The film’s finale feels like a prank; the rest of the conflict’s resolution is lost at sea. Carpenter’s much heavier scolds against organized religion’s dirty dealings help give his film an identity down to the glimmering golden cross, while Wainwright goes as generic as they come and abandons ship when the well runs dry. Nothing justifies the kind of conceptual excitement that comes along with worthwhile remakes, whether that’s copycat role replications (I love Selma Blair, but her Stevie doesn’t match Adrienne Barbeau’s presence) or storytelling reductions that choose numbing violence over folkloric sensations of dread. We love a horror movie that’s critical of early America’s disgusting colonization tactics, but The Fog doesn’t know how to turn those frustrations into a compelling genre production. Whatever’s kept from the original holds no candle to Carpenter’s version, and whatever’s added — like Nick and Elizabeth’s awkward shower sex scene set to softcore porno music — brings nothing of value.


The Lesson

‘The Fog’ (2005)

Just because your remake starts with a banger like Fall Out Boy’s “Sugar, We’re Going Down Swinging” doesn’t mean the film itself is a banger. There’s no world where I’d recommend Wainwright’s The Fog over Carpenter’s titanically superior original, and I say that as a leading Aughts horror remake champion. It’s another Nu-Horror approach that strips away commentary crucial to the plot’s intrigue since all Layne musters is a non-creepy and waterlogged story that feels like an unwieldy CW episode — not meant as a compliment. Not even the chiseled beauty of an early 2000s Tom Welling in a wool turtleneck can save this travesty from becoming another forgotten wreck.

So what did we learn?

● Not all CW figureheads have a hit horror remake in their blood.
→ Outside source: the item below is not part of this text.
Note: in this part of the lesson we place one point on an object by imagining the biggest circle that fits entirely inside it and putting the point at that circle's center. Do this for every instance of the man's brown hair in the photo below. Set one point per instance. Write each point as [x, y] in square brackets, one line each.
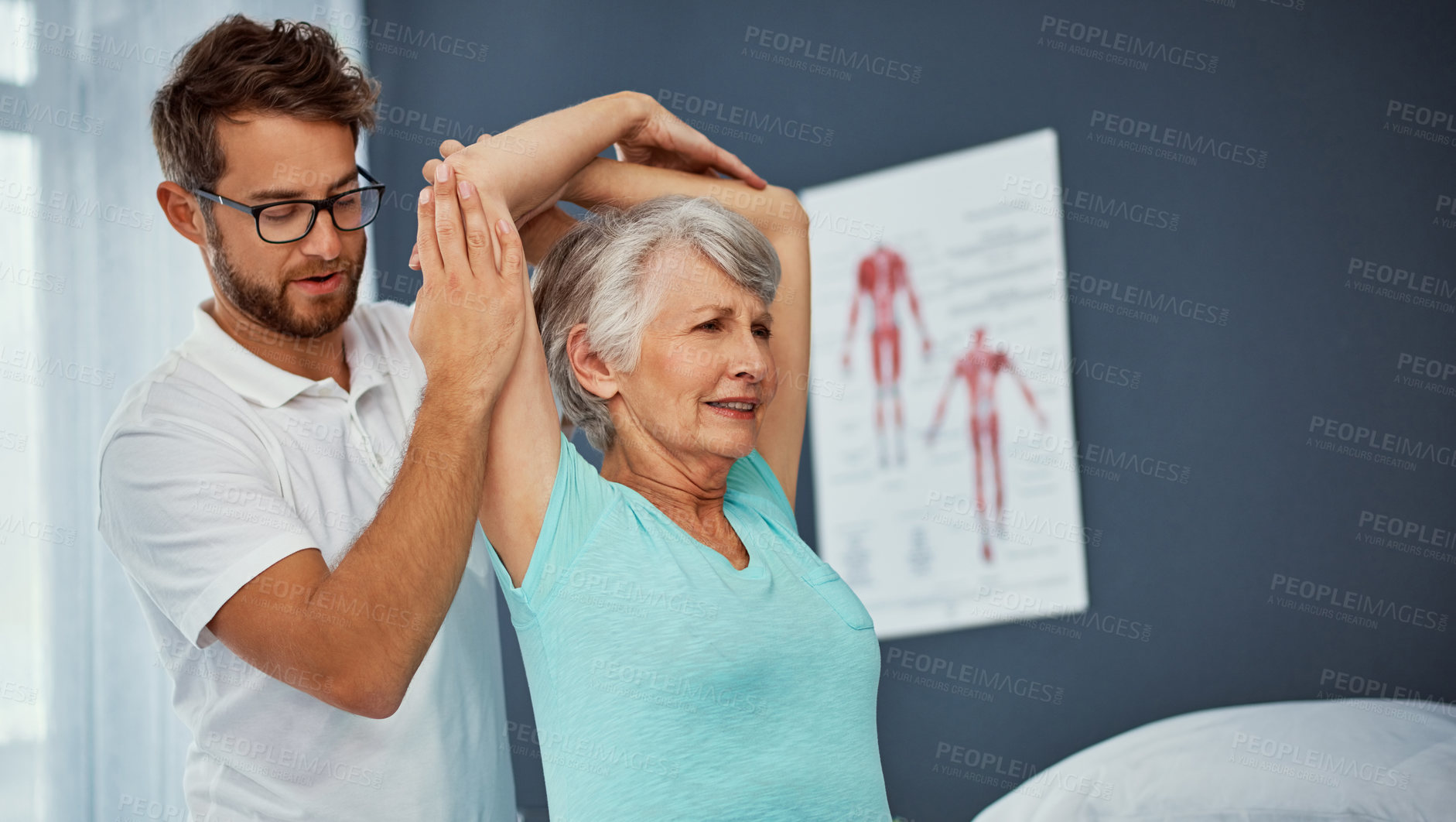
[244, 66]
● Less is so often more when it comes to horror movies, as long as you’re selling scares and confidently telling a story within your means.

● Some movies from the 2000s horror era will always suffer thanks to dodgy digital effects because while it was the shiny new toy everyone wanted to play with, golly, the technology was rough to start.

● Horror fans can be easy to please, but they’re also first to call out your bullshit — get out of here with these ghosts and their inability to pick a lane.

Wainwright’s film never knows what kind of horror movie it wants to be, and that’s the kill shot. Is it a slasher flick? Zombie movie? A large-scale haunted house blueprint? There’s never any indication that Wainwright or his screenwriter conceptualize a path forward, so they barrel on, praying there’s enough horror familiarity to appease the masses. There isn’t, it’s a boneheaded slog, and that’s that. Horror fans deserve better than to be fed the equivalent of table scraps for 100 minutes. To each their own and all, but now that I’ve finally seen 2005’s The Fog, the only times I’ll think about this movie again will be if someone interacts with my Letterboxd post.